Também presente na reunião de lançamento, a chefe da Divisão de Assistência Técnica do INCRA, Dileia Santana dos Santos, explicou que o órgão atuará na atualização cadastral das famílias e no acesso ao crédito, que pode variar entre R$ 8 mil e R$ 16 mil por família, além de crédito específico para jovens.
Os prefeitos dos municípios beneficiados também destacaram a relevância da iniciativa. O prefeito de São Rafael, Francisco Canindé dos Santos, conhecido como Canindé da Farmácia, reforçou o impacto positivo para a população.
“Esse projeto chega em um momento importante e vai beneficiar diretamente a comunidade, trazendo apoio de qualidade para os produtores que enfrentam as dificuldades do semiárido”, afirmou.
Já o prefeito de São José do Seridó, Jackson Dantas, destacou a força da produção local. “Hoje, nosso município produz entre 25 e 30 mil litros de leite por dia. O assentamento Seridó é uma área produtiva, com quase 4 mil hectares, e já conta com iniciativas exitosas com apoio do Sebrae, como o cultivo de algodão agroecológico”, ressaltou.
Para os produtores, a expectativa é de aumento significativo na produtividade. O agricultor Isaias Eliseu, que atua há mais de uma década na atividade leiteira, acredita que a iniciativa trará resultados concretos. “Hoje a média é de cerca de 12 litros por vaca. Com esse projeto, a gente espera melhorar a genética e chegar a uma produção de 30 a 40 litros. Isso vai fazer uma grande diferença para a região”, afirmou.
Qualificação e resultados esperados
De acordo com o analista técnico do Sebrae-RN, Luis Felipe, o projeto busca enfrentar desafios históricos da cadeia produtiva, como a baixa produtividade, a falta de acompanhamento técnico e a irregularidade na qualidade do leite.
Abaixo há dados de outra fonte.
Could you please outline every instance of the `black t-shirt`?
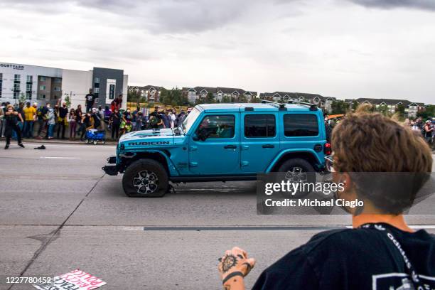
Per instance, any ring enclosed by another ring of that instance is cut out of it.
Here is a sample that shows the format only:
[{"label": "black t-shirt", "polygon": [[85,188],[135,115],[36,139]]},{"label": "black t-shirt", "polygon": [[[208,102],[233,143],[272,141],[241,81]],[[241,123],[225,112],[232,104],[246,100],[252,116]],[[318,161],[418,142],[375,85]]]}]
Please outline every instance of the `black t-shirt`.
[{"label": "black t-shirt", "polygon": [[119,119],[119,113],[112,113],[112,116],[110,117],[112,118],[112,124],[114,125],[119,125],[119,123],[121,122],[121,120]]},{"label": "black t-shirt", "polygon": [[68,109],[64,108],[63,107],[60,107],[59,108],[59,117],[62,119],[66,117],[66,115],[68,114]]},{"label": "black t-shirt", "polygon": [[[425,230],[407,232],[386,224],[421,283],[435,289],[435,238]],[[385,231],[323,232],[290,252],[261,274],[253,289],[390,290],[409,280],[403,257]],[[412,288],[411,288],[412,289]]]},{"label": "black t-shirt", "polygon": [[85,97],[86,98],[86,102],[89,104],[94,104],[94,100],[95,100],[95,97],[94,97],[94,94],[87,94],[86,95],[86,97]]}]

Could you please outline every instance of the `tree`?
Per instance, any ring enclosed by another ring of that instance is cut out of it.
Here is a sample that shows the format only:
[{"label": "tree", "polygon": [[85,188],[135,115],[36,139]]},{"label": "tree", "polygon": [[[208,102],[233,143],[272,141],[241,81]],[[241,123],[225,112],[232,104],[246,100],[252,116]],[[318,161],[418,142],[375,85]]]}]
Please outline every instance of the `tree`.
[{"label": "tree", "polygon": [[21,92],[20,96],[18,97],[18,103],[24,104],[26,102],[26,95],[24,93]]},{"label": "tree", "polygon": [[341,100],[333,101],[331,104],[331,114],[345,114],[348,110],[348,104]]},{"label": "tree", "polygon": [[231,99],[230,99],[228,96],[223,96],[223,97],[222,98],[222,101],[220,102],[223,103],[229,103],[231,102]]},{"label": "tree", "polygon": [[176,87],[173,87],[171,90],[162,88],[160,100],[163,104],[173,107],[188,104],[187,97],[183,96],[181,90]]},{"label": "tree", "polygon": [[388,109],[388,106],[386,104],[380,104],[377,109],[376,110],[377,112],[379,112],[380,113],[381,113],[382,114],[383,114],[384,116],[388,116],[389,115],[389,109]]},{"label": "tree", "polygon": [[404,106],[402,104],[399,104],[397,106],[396,113],[399,114],[399,118],[404,118]]},{"label": "tree", "polygon": [[209,92],[207,94],[207,97],[205,97],[205,103],[207,104],[213,104],[215,103],[215,96],[213,92]]},{"label": "tree", "polygon": [[259,97],[255,97],[254,96],[252,96],[252,98],[251,99],[251,102],[253,102],[253,103],[262,102],[262,100]]},{"label": "tree", "polygon": [[426,107],[424,111],[419,112],[417,117],[421,117],[423,119],[426,119],[430,117],[435,117],[435,105],[429,104]]},{"label": "tree", "polygon": [[141,97],[139,90],[130,90],[127,92],[127,102],[135,102],[137,104],[137,107],[139,107],[141,102]]},{"label": "tree", "polygon": [[358,107],[358,102],[355,100],[352,101],[352,104],[350,106],[353,111],[355,111]]},{"label": "tree", "polygon": [[245,95],[239,95],[239,102],[247,102],[247,98]]}]

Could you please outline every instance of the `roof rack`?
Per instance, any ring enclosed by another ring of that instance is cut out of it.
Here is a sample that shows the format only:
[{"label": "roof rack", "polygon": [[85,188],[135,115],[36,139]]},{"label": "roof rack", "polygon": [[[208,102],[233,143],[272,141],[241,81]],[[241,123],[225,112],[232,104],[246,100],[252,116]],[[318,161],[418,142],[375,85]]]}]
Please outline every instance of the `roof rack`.
[{"label": "roof rack", "polygon": [[[279,103],[278,102],[269,101],[267,100],[262,100],[262,102],[263,104],[269,103],[271,104],[277,105],[277,106],[279,106],[279,107],[280,109],[286,107],[286,104]],[[317,109],[317,105],[316,104],[311,104],[311,103],[309,103],[309,102],[301,102],[301,101],[290,100],[290,101],[288,101],[286,102],[286,104],[300,104],[301,106],[309,107],[311,111],[316,111]]]},{"label": "roof rack", "polygon": [[279,103],[278,102],[269,101],[269,100],[262,100],[262,103],[263,103],[263,104],[269,103],[270,104],[275,104],[275,105],[278,106],[279,108],[285,108],[286,107],[286,104]]}]

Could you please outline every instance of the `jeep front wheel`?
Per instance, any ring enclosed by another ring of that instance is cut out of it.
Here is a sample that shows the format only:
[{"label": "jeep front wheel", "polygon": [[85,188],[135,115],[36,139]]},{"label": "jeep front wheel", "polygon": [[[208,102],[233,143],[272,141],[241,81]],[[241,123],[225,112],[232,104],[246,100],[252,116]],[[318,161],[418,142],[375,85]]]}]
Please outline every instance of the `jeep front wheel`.
[{"label": "jeep front wheel", "polygon": [[160,198],[166,193],[168,186],[166,171],[153,159],[134,161],[122,178],[122,188],[130,198]]}]

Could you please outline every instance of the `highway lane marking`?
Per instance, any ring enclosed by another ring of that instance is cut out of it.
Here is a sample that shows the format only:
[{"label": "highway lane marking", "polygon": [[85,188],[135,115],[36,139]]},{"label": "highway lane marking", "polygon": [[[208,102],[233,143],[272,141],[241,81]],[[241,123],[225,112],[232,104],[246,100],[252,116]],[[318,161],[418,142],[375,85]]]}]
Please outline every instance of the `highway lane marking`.
[{"label": "highway lane marking", "polygon": [[[92,146],[86,146],[86,144],[77,144],[77,145],[69,145],[69,144],[47,144],[47,143],[43,143],[43,142],[26,142],[24,141],[24,145],[27,145],[28,146],[30,146],[31,145],[44,145],[45,147],[47,146],[50,146],[50,147],[80,147],[80,148],[98,148],[98,149],[103,149],[103,148],[107,148],[107,149],[113,149],[113,148],[116,148],[116,145],[104,145],[104,146],[95,146],[95,145],[92,145]],[[6,143],[0,143],[0,145],[5,145]],[[16,144],[11,144],[11,146],[15,146]],[[18,145],[16,145],[18,146]]]},{"label": "highway lane marking", "polygon": [[61,156],[40,156],[45,159],[80,159],[80,157],[61,157]]},{"label": "highway lane marking", "polygon": [[[57,224],[47,225],[0,225],[0,229],[5,227],[53,227],[58,226]],[[351,225],[324,225],[324,226],[139,226],[139,225],[65,225],[65,230],[93,230],[95,228],[102,228],[104,230],[113,231],[229,231],[229,230],[344,230],[351,229]],[[414,230],[435,230],[435,225],[409,225]]]}]

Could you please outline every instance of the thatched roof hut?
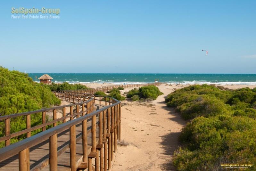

Entre as principais entregas estão o acompanhamento mensal técnico e gerencial, adequação às exigências sanitárias, aumento da produtividade e melhoria nos indicadores de qualidade, como a contagem bacteriana e de células somáticas.
A meta é elevar a produção por hectare, aumentar em 20% os índices de fertilidade das propriedades e garantir a adoção de práticas sanitárias em 100% das unidades atendidas.
Com a iniciativa, o Sebrae-RN e seus parceiros apostam na qualificação como caminho para tornar a cadeia leiteira mais competitiva, sustentável e inclusiva, promovendo geração de renda e desenvolvimento econômico nos assentamentos do Rio Grande do Norte.